All told, “it’s a story of erosion,” Chait says, “not a story of revolution.”
And as important as tenure may be, it can’t make jobs in the professoriate appealing all by itself.
Some faculty members, including tenured ones, have recently left academe altogether. Turnover is not new, but the challenges and dissatisfactions of the Covid era have led people to reflect. Jessica Welburn Paige, now a social scientist at the RAND Corporation, would’ve gone up for tenure at the University of Iowa this academic year. She’d started to look for an off ramp right before the pandemic, in part prompted by the sense that working in academe had left her in a “fairly narrow space.”

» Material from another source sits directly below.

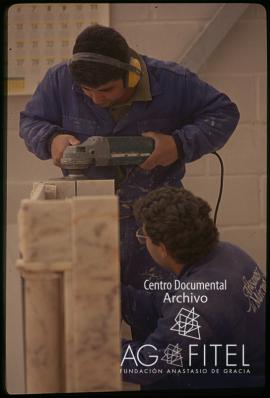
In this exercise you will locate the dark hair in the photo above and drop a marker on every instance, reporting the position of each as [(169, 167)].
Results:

“Basically the only thing I talked about for five years was my academic book,” Paige says.
In general, Paige says, budget cuts, pay freezes, and institutional opposition to mask or vaccination mandates in some places have put “a lot of pressure” on people who are already in stressful positions. And because there are fewer tenure-track jobs, “you’re almost made to feel as if you’re so lucky to have your job that … whatever you have to do to stay in it and keep it and get tenure, even if you’re not completely happy with it, is what you should do,” Paige says.
Ultimately she did choose to leave academe for a job that suits her better. She doesn’t think tenure should be abolished, but she does think there’s room for greater equity in the tenure process.
Now she hears from other scholars who are considering leaving academe. When they talk, she reminds them that there’s a lot to like about being a professor.
It’s a good job, Paige says. It’s just a good job for somebody else.